La Gazette

des Comores

2 ans de pouvoir Azali / Le porte-parole de Beit Salam dresse un bilan positif

2 ans de pouvoir Azali / Le porte-parole de Beit Salam dresse un bilan positif © : HZK-LGDC

Dans une conférence de presse au palais présidentiel de Beit-Salam, le porte-parole et conseiller diplomatique chef de l’Etat, a présenté le bilan des deux ans de présidence d’Azali Assoumani. Dans cette rencontre avec les médias, Mohamed Issimaila est revenu sur certains sujets d’actualité. La diplomatie, le quotidien des Comoriens, l’économie et la politique.

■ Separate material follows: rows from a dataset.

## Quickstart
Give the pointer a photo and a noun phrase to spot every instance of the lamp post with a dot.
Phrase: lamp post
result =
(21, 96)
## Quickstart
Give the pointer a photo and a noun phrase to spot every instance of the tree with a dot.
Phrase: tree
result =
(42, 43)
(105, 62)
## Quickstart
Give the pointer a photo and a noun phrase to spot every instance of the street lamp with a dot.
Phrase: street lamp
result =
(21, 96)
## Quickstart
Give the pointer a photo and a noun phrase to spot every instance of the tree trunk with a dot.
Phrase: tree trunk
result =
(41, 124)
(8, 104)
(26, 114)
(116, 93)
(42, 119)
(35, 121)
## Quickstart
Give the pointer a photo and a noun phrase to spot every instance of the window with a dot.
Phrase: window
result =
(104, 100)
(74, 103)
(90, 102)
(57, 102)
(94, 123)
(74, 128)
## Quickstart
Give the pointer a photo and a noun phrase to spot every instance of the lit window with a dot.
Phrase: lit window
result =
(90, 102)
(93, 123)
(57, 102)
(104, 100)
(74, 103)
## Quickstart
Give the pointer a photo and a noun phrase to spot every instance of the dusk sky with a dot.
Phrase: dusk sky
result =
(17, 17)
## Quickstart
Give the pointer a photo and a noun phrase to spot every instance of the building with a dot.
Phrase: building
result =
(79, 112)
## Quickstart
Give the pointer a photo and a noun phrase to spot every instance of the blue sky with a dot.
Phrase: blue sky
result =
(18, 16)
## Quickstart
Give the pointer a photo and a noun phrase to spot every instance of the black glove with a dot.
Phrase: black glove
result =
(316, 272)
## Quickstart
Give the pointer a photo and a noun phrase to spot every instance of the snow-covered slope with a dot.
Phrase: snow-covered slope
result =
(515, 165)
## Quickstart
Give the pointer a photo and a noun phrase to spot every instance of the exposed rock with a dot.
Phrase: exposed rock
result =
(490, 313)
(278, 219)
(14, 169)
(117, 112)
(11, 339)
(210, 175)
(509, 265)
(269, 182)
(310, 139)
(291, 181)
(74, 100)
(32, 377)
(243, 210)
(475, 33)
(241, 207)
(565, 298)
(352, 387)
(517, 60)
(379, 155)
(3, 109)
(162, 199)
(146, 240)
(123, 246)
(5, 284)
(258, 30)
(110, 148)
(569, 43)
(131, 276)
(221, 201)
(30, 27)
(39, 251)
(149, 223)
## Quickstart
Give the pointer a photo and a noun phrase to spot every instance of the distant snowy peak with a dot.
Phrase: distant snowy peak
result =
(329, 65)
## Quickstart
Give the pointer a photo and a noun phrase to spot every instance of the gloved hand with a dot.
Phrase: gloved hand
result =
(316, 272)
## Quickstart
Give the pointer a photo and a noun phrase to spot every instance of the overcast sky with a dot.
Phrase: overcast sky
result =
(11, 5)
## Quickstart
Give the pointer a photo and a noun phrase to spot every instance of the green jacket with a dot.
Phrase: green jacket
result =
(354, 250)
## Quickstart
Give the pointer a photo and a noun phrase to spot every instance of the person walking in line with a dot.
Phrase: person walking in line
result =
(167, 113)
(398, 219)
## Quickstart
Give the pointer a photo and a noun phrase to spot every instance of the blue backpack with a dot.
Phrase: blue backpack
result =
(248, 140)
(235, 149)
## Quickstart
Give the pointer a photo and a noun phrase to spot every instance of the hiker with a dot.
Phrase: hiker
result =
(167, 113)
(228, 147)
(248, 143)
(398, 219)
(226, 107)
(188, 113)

Dans un point de presse à Beit Salam, le porte-parole de la présidence de la république a tenu à informer les Comoriens sur les priorités engagées par le gouvernement dans le but de faciliter la vie quotidienne des comoriens. Mais aussi de faire le point sur les chantiers entamés pour l’émergence ainsi que la question de l’île comorienne de Mayotte. Sur le plan économique, le porte-parole a montré les réformes entreprises par le gouvernement afin de stabiliser la vie quotidienne du comorien, notamment le rétablissement de l’électricité, la réduction des prix du pétrole et du riz, la baisse des droits d’inscription à l’université et l’engagement de l’Etat dans la réalisation des infrastructures.

 

Le porte-parole a montré que la réduction sur les prix du pétrole devrait induire la baisse des prix des autres produits et services comme le poisson, le pain, et les transports. «Certaines personnes diront que ce n’est pas si exceptionnel que le courant soit rétabli dans toute la pays ou que le prix du pétrole soit revu à la baisse car c’est une chose évidente. Ils oublieront que ceci n’a été pas fait avant », fait remarquer Mohamed Issimaila. Pour lui, ce n’est que le début d’une politique économique voulue par le président Azali.

 

Pour illustrer ses propos, il cite « l’accélération de la croissance économique passant de 2,2% en 2016 à 2,5% en 2017 », principalement en raison de l'amélioration de l'approvisionnement en électricité et de l'augmentation des transferts d’argent, avec des investissements publics orientés vers la réhabilitation des routes. L'investissement privé a montré un certain dynamisme, notamment avec la mise en œuvre de deux projets d'expansion et de réhabilitation hôtelière. La croissance du PIB réel devrait augmenter légèrement à 3% en moyenne au cours de la période 2018-2020.

 

Sur le plan politique et diplomatique, M. Issimaila a parlé du chantier des réformes institutionnelles entamées dans un « climat démocratique » répondant aux exigences de l’émergence prônée par le président de la République. Mohamed Issimaila a rappelé que le référendum du 30 juillet prochain était la volonté de tous les comoriens. «Il y a deux formes pour réviser la constitution : le congrès ou le référendum. Mais comme le peuple comorien s’est exprimé à travers les Assises nationales de février dernier, le gouvernement a jugé utile de s’en remettre à la volonté populaire. Tout sera fait dans le respect de la volonté des comoriens », a-t-il insisté.

 

« Rien de ce que les opposants disent n’est vrai. L’exemple en est que pour la réussite de la démocratie, Azali met en jeu son propre mandat. Ceci s’explique par le fait que si le ‘’oui’’ l’emporte, il sera candidat dans des élections face à tout comorien visant la présidence », a-t-il insisté. Sur la question Maore, elle est une « priorité parmi tous les dossiers au niveau économique, social, culturel, politique, religieux, ou autres », a-t-il ajouté. M. Issimaila a défendu la position de fermeté du ministère des affaires étrangères. Ce dernier dit saluer cette fermeté car selon lui, cela prouve que « le sens de cette décision est de faire en sorte que l’intégrité et la souveraineté des Comores soient respectées ». Ismaila rappelle que ce n’est pas la première fois que la diplomatie comorienne emprunte cette voie. Les gouvernements précédents ont tenté le même processus, toutefois la décision n’a duré que 48 heures. A l'en croire, le président appellerait toutes la classe politique à mettre de côté les divergences politiques et de s’unir pour défendre la question de Mayotte car « c’est l’origine de tous les problèmes sociaux, économiques et politiques que traverse le pays ». « Nous devrons faire en sorte que la France reconnaisse l’appartenance de cette île à notre pays car il est le seul pays au monde qui ne le reconnait et ce malgré les résolutions des Nations unies ».

 

Il a enfin évoqué le dossier brûlant de la citoyenneté économique. Sujet qui fait couler beaucoup d’encre. Pour les autorités, la finalité de cette affaire suscitée par les parlementaires, et non par aucune autre entité politique, est « d’établir les faits, savoir combien de passeports ont été vendus, combien de millions avons-nous perçu, et comment ont-ils été dépensés ? ».